終わり方がどうせなんか失敗して殺されちゃうんじゃないの?と思ったら続いていくエンドで嬉しかった。
どんどん悪の道でのし上がっていってほしい!!
Posted by ブクログ
前半部分が圧倒的に重い。
まっとうに生きようとするが、最低限の生活ですら徐々に手詰まっていく救いのない展開に読む手が進まない。
先が思いやられたが、中盤からはスリリングなコンゲームがテンポ良く進んでいく。
因幡、隠岐、蒲生の三者が手を組みながら、詐欺という舞台の上で、お互いを蹴落とす隙を狙っている。
主人公の隠岐は常に脱落候補筆頭なのにも関わらず、中盤から終盤にかけて覚醒していく。
騙し騙されのコンゲームの先に待っている未来なんて碌なものじゃないだろうと思わせられたが、結末は意外な形でここでも作者に躱わされた気がした。
気になった点:
主人公の隠岐、詐欺に手を染めるまではうだつが上がらない底辺サラリーマン。得意不得意があるにしても、詐欺のビジネスで覚醒する様を見ると、その片鱗くらいは前半に見えても良かったのでは。
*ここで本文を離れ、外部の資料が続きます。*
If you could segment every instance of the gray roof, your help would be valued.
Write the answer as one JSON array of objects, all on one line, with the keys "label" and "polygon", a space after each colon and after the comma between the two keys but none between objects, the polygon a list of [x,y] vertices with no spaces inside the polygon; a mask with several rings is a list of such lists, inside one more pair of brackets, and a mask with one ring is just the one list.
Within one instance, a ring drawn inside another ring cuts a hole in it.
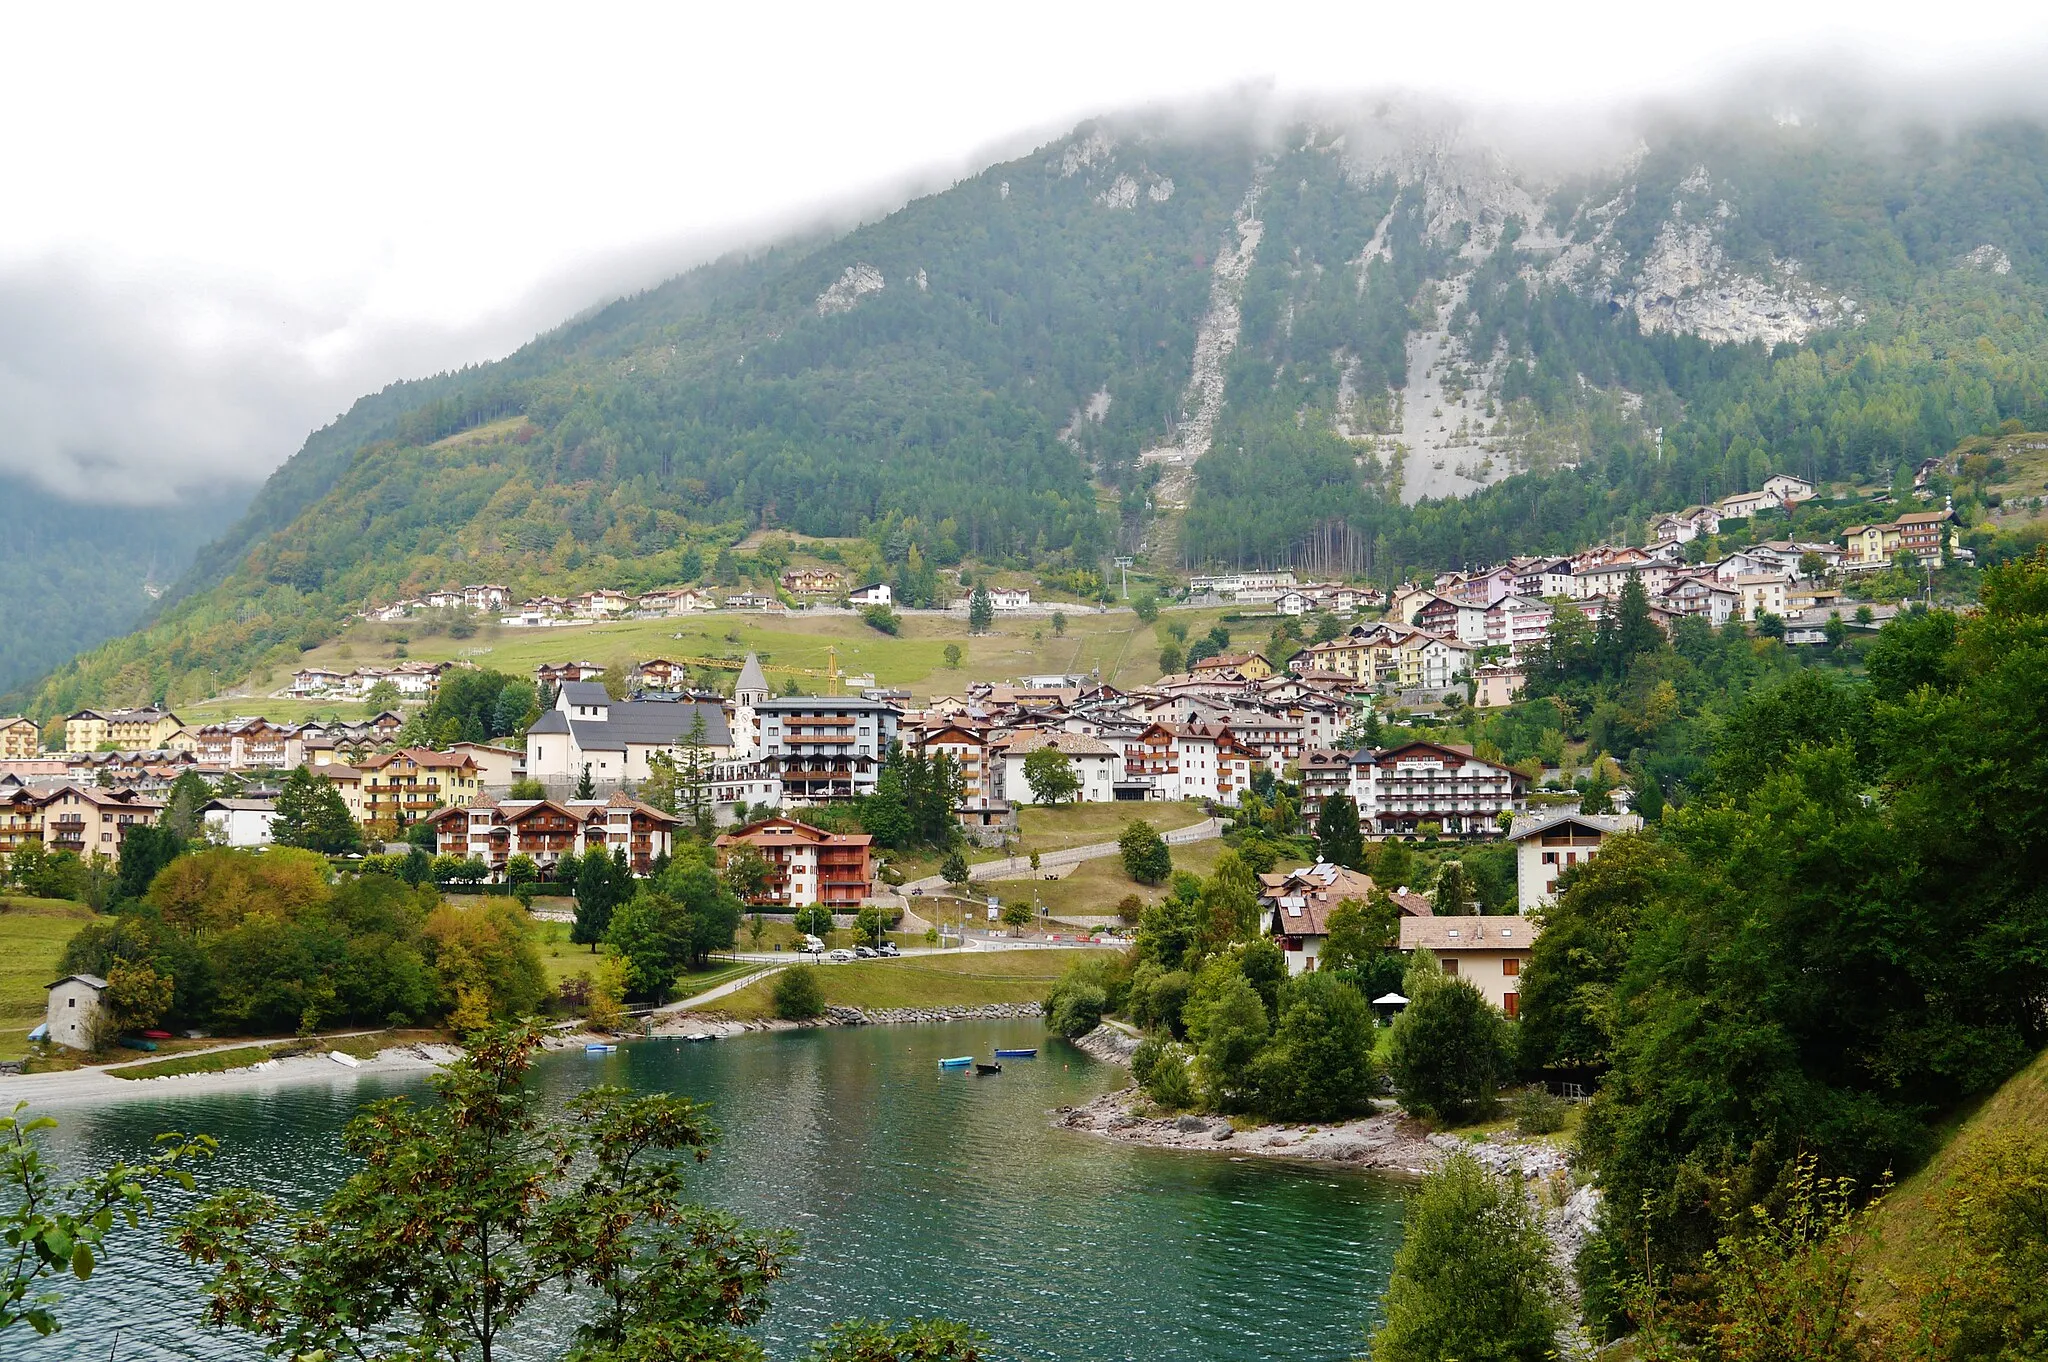
[{"label": "gray roof", "polygon": [[768,677],[761,670],[761,659],[752,653],[748,653],[746,664],[740,668],[740,679],[733,684],[733,693],[738,694],[743,690],[765,691],[767,689]]},{"label": "gray roof", "polygon": [[1579,823],[1601,832],[1637,832],[1643,820],[1632,813],[1580,813],[1570,806],[1544,809],[1537,813],[1518,813],[1515,821],[1508,826],[1508,840],[1519,842],[1524,837],[1533,837],[1546,829],[1562,823]]},{"label": "gray roof", "polygon": [[[597,689],[601,691],[604,687]],[[551,709],[536,719],[527,732],[567,733],[575,738],[576,746],[586,752],[623,752],[628,743],[666,747],[670,743],[681,742],[696,716],[702,714],[705,744],[710,747],[732,746],[732,731],[725,723],[725,706],[715,701],[607,699],[605,704],[609,715],[605,719],[574,719],[559,709]]]},{"label": "gray roof", "polygon": [[275,799],[209,799],[199,806],[201,813],[223,809],[229,813],[276,813]]},{"label": "gray roof", "polygon": [[[572,705],[609,705],[611,692],[596,681],[564,681],[561,699]],[[559,701],[557,702],[559,703]]]},{"label": "gray roof", "polygon": [[870,700],[862,695],[783,695],[776,696],[756,709],[774,714],[808,714],[813,710],[870,710],[894,711],[896,706],[886,700]]},{"label": "gray roof", "polygon": [[91,988],[103,989],[107,986],[107,981],[100,978],[99,975],[97,974],[67,974],[62,979],[57,980],[56,983],[44,984],[43,987],[55,988],[57,987],[57,984],[68,984],[73,979],[76,979],[79,983],[85,984]]}]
そして全く家族から相手にされずATMとしか見なされていないにも関わらず、家族を脅しの材料に使われると簡単に屈してしまう点も、説得力にかける気がした。現実はそんなものかもしれないが、ひとつくらい、家族との絆を捨てきれないでいるエピソードがあると読み手としても没入感が増したのではないかと感じた。
Posted by ブクログ
ビジネスのアイデアは因幡ばかりが考えてるし、
かといって一線をこえてはいけないという綺麗事をいうし、
主人公の隠岐があまり好きになれなかった。
そんな関係なら離婚したら?というほど妻子に疎まれているのがリアル‥。家族のために頑張るシーンが多々あったが、こんなに嫌われてたら弱みにはならないのでは…。
最後解説のところで、
横田商事事件が実際にあった話というのがいちばんゾクッとした。
Posted by ブクログ
山風賞受賞作品ってことで。機龍警察シリーズの信頼感もあったし。で、本作。テンポよく読まされる展開は相変わらずで、安心して読み進められる。でも前半、何だか登場人物のいちいちが空虚に思えて仕方なく、面白くて頁を繰る手は止まらないんだけど、いまひとつ乗り切れなくて…みたいな、もどかしい感じが続く。でも折り返しあたりで、視点人物が相棒を殺ってから以降、人物像の薄さはだいぶ気にならなくなる。よかった、よかった…と思いきや、終盤になってまた、悪女が再登場し、それと共に像の薄さも復活。これ、この女の描写が浅いのが一番の問題だな、とどのつまりが。なぜこんな風になったのか、どうやって過去の悪事を成し遂げたのか、相当のワルたちを相手にどう立ち回ったのか、どれひとつ全然見えてこん。畢竟、なぜここまでバケモノじみた凄まじさを発揮出来るのか、まるで理解できん。この人がいなければ、もしくはもっと有効に描かれていれば、ただ面白い!と思える作品だったのに。